4. Find new efficiencies vs. cutting costs
During a downturn, one of the first things businesses do is to cut costs.
“Everyone on Twitter says ‘cut marketing,’” Jason pointed out during the CMO Panel. Unsurprisingly, none of the panelists agreed with that approach. Cutting marketing now is short-term thinking — and cuts off future growth.
Instead, Sarah has been focusing on being more efficient instead of cutting costs at Salesforce. And it starts with getting your data house in order, so you can track budgets and marketing effectiveness across programs and channels.
She also advised marketers to talk to customers and internal stakeholders the same way by using simple, direct language. Being transparent about marketing budgets can be a game changer in building trust, and when things don’t work out, it’s important to be accountable.
5. Don’t abandon the long game: brand
With the shift towards revenue-driven marketing and greater emphasis on tying spend to results, where does brand fit into the mix?

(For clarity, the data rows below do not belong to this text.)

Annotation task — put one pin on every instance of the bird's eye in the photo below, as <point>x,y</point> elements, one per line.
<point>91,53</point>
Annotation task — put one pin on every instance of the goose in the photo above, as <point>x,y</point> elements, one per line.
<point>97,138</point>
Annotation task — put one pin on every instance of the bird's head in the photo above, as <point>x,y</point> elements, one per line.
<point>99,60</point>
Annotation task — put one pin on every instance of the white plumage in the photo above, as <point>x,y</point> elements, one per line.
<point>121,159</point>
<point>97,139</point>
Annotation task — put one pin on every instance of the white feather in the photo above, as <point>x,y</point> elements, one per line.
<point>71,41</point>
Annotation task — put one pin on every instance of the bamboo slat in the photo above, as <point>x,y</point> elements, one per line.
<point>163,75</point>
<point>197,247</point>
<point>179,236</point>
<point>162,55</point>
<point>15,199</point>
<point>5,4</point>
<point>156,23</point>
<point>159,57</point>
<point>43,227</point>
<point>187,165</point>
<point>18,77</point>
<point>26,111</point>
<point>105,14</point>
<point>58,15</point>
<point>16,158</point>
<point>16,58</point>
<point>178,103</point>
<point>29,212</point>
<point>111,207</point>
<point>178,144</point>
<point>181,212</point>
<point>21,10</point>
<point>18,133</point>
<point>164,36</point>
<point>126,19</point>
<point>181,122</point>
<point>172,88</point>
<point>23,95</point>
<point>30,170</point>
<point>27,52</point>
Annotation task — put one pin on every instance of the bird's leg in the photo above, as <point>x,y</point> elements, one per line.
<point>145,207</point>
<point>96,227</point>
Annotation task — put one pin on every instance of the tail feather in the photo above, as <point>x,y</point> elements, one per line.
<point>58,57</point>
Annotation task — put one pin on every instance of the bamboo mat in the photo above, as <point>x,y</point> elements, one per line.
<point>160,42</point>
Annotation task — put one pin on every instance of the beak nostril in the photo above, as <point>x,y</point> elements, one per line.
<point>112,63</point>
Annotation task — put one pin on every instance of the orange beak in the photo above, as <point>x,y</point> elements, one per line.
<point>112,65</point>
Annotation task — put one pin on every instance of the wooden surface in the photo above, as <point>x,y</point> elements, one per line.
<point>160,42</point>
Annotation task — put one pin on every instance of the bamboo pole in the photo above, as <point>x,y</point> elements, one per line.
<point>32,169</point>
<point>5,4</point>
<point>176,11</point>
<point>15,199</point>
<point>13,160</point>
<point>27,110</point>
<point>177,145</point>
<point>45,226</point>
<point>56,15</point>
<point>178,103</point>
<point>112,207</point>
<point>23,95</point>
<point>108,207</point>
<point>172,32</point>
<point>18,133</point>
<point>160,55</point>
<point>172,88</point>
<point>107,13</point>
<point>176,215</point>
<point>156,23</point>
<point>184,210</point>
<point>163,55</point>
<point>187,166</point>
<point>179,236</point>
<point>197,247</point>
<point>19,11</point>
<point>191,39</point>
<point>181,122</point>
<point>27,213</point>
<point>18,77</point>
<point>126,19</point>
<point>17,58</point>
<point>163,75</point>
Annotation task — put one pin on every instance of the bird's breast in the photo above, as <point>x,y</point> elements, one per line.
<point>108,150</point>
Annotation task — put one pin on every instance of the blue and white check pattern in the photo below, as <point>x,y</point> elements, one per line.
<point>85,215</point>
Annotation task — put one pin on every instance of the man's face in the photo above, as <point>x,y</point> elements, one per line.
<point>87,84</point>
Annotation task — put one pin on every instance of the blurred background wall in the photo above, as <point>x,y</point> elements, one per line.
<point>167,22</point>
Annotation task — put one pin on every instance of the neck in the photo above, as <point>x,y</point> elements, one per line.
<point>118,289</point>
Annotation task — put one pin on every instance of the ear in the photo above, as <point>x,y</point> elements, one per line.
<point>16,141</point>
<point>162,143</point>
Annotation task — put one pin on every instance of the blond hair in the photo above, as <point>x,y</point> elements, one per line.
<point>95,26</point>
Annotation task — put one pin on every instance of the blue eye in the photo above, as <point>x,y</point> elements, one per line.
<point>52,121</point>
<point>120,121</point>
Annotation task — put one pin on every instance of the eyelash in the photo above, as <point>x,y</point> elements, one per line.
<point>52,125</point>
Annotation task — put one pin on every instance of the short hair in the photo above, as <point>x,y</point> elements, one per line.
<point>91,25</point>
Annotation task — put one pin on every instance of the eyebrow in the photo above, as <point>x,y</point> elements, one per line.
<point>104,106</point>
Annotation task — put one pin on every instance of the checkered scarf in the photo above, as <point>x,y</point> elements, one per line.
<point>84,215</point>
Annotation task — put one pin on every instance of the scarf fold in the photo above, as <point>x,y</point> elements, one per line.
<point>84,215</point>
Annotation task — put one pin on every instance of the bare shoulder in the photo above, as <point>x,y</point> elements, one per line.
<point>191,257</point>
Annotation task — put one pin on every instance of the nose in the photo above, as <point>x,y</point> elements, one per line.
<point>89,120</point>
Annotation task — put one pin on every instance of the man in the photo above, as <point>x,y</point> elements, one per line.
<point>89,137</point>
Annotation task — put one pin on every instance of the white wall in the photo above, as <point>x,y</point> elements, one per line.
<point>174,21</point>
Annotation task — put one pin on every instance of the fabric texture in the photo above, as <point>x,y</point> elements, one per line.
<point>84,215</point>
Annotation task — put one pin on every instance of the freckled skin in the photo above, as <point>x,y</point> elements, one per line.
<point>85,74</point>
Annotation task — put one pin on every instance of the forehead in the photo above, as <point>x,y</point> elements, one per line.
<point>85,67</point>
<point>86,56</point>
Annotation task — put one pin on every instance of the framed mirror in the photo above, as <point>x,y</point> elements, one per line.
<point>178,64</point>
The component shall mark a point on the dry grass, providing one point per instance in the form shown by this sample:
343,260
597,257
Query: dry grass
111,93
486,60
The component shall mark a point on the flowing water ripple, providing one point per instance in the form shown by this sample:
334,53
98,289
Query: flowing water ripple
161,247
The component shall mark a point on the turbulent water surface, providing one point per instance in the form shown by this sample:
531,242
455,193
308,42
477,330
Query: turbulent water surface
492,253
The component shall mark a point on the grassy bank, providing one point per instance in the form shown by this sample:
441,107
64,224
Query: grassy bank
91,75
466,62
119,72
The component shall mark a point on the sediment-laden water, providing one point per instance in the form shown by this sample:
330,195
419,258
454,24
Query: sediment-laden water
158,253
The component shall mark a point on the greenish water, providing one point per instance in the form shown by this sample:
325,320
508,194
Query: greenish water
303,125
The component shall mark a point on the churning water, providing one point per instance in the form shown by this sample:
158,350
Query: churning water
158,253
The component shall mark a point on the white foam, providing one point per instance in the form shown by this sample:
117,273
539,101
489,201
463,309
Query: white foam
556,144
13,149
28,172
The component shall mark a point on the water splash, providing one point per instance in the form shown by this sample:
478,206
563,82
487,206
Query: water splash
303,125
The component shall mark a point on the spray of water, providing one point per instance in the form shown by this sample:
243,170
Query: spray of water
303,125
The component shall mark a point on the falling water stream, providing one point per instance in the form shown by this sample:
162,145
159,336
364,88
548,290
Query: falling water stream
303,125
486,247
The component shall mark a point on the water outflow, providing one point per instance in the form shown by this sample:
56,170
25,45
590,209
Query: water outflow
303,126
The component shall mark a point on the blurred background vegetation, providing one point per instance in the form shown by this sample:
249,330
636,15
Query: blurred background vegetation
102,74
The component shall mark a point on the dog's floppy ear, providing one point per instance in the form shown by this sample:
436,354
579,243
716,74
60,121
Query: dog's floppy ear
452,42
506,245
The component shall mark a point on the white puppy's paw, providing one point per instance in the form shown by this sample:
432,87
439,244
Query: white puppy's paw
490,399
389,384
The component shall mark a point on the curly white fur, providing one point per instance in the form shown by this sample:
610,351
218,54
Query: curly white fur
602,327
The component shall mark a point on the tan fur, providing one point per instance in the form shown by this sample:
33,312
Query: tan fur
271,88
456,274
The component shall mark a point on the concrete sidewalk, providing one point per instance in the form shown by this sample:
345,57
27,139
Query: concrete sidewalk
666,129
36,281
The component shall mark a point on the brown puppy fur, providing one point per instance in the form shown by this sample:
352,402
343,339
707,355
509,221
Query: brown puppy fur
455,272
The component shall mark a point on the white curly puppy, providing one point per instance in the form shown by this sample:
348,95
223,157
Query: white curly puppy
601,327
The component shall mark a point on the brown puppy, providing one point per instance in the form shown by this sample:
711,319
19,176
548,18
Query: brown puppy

“It’s tempting to take the foot off the gas on brand,” said Attentive CMO Sara Varni, “but it’s a long game.” Brand investments build awareness and perception over time, so pausing them completely can hurt future gains. To achieve both short- and long-term marketing goals, Sara recommends the following budget breakdown:
- 70% on demand tactics
- 20% on brand & awareness tactics
- 10% on experiments
At Salesforce, Sarah also believes in the power of brand. Her team continues to make big investments in brand, running campaigns during the Superbowo, Olympics, and Formula 1. The important thing to remember, Sarah said, is that brand investments aren’t just about “slapping on a logo.” They’re about powering the entire brand experience.
This is why getting the data house in order is so important — so you can enable a personalized, multichannel brand experience across touchpoints — and then track and measure its effectiveness.